Question

Assignment #8: Chi-Square Test of Independence

Directions: Use the Crosstabs option in the Descriptives menu to answer the questions based on the following scenario. (Be sure to select Chi-square from the Statistics submenu and Observed, Expected, Row, and Column in the Cells submenu. Assume a level of significance of .05)

The school district recently adopted the use of e-textbooks, and the superintendent is interested in determining the level of satisfaction with e-textbooks among students and if there is a relationship between the level of satisfaction and student classification. The superintendent selected a sample of students from one high school and asked them how satisfied they were with the use of e-textbooks. The data that were collected are presented in the following table.

Student Classification
Sophomore Junior Senior

Satisfied Freshmen
Yes 18 19 13 12

No 13 14 15 17

1. Of the students that were satisfied, what percent were Freshmen, Sophomore, Junior, and Senior? (Round your final answer to 1 decimal place).

2. State an appropriate null hypothesis for this analysis.

3. What is the value of the chi-square statistic?

4. What are the reported degrees of freedom?

5. What is the reported level of significance?

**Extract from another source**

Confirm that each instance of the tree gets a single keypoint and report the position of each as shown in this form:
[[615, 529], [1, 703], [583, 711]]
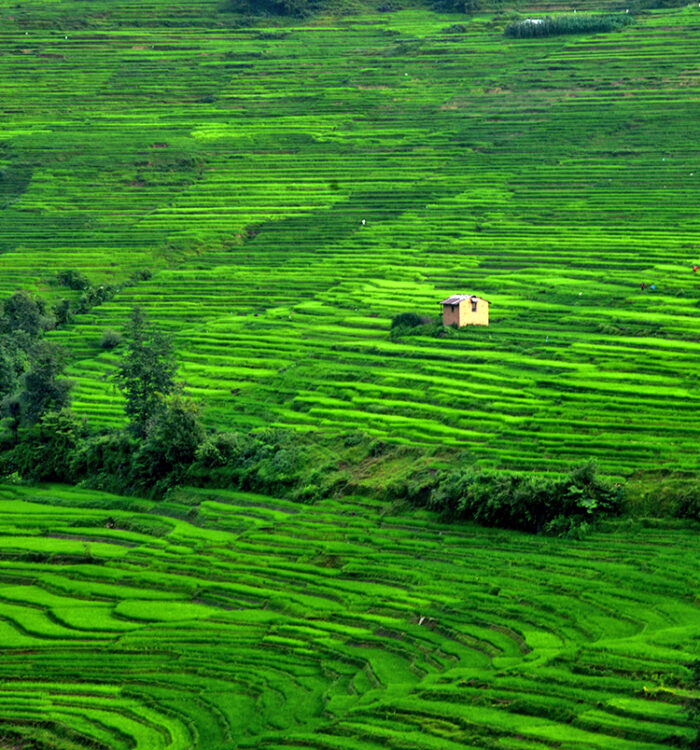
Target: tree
[[42, 389], [21, 312], [146, 374], [170, 444]]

6. Based on the results of the chi-square test of independence, is there an association between e-textbook satisfaction and academic classification?

7. Present the results as they might appear in an article. This must include a table and narrative statement that reports and interprets the results of the analysis.

   Note: The table must be created using your word processing program. Tables that are copied and pasted from SPSS are not acceptable.

Answer 1

Solution :

Freshman   Sophomore   Junior   Senior   Total
Yes 18 19 13 12 62
No 13 14 15 17 59

Total   31   33 28 29 121

a) Percent of satisfied from each group:

Freshman= 18/31= 0.5806=58.06%.

Sophomore= 18/33= 0.57= 57%.

Junior= 13/28= 0.4842= 48.42%.

Senior= 12/29= 0.413= 41.3%.

2) Chi-square association test:

H0: There is no relationship between student classification and satisfied

Ha: There is relationship between student classification and satisfied

3) Expected value:

E(X)= (Sum of Row * Sum of column)/ Total

E(Freshman* Yes)= (62*31)/121= 15. 88

   Freshman       Sophomore   Junior   Senior       Total
Yes   15.88 16.91 14.35 14.86 66
No 15.12 16. 09 13.65 14.24 59  

X^2=SUMMATION(Oi-Ei)**2/Ei.

=2.4961

4) The degree of freedom: (c-1)(r-1)= (4-1)(2-1)= 3

c= no of columns and r= No of rows

5) Level of significant= 0.05

6) P-value:0.4760

The test statistic is significant and rejects H0. There is sufficient evidence to support the claim that there is relationship between student classification and satisfied.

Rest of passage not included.